Realty Income's leverage levels are actually quite low compared to most companies (31% debt, 5.9x EBITDA, etc). You could take any REIT's full debt maturity schedule and try to do the math the way the above-mentioned reader suggests, and you could try to make an argument that a company can't repay everything - but it's kind of illogical thinking - for example, it assumes zero growth via new acquisitions - an unreasonable assumption.

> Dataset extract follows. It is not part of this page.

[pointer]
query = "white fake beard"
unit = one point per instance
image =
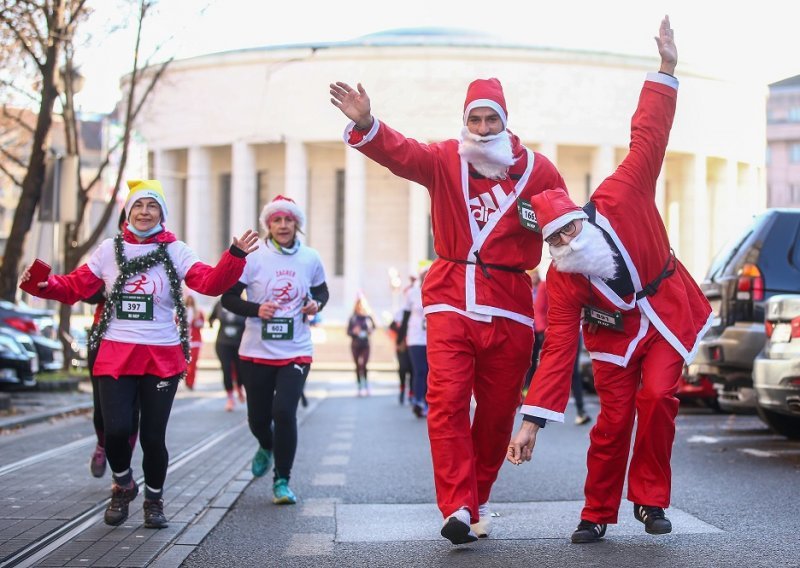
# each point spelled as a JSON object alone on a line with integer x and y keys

Finally, and what prompted me to write this article was my review of an article by Joel Laceda on Benzinga. The author wrote:
We don't like seeing stocks like O:NYSE that consistently climb on their moving averages without a natural pullback. That type of action suggests that the stock is IN-PLAY and when the stock eventually turns, as is did in May 2013, then the stock will get slaughter as all the Players leave that stock and find something else to push up. That's just how the game is played.
Laceda went on to say:
The rules change when a Dividend producing business is being propped up by the momentum camp. Sure the 5.56% Dividend is attractive but in comparison to the actual and potential volatility in the stock price, you are chasing a 5.56% dividend while assuming massive risk. The stock is approximately 30% off from its highs. A 5.56% dividend doesn't offer enough protection from a 30% drop in 4 months.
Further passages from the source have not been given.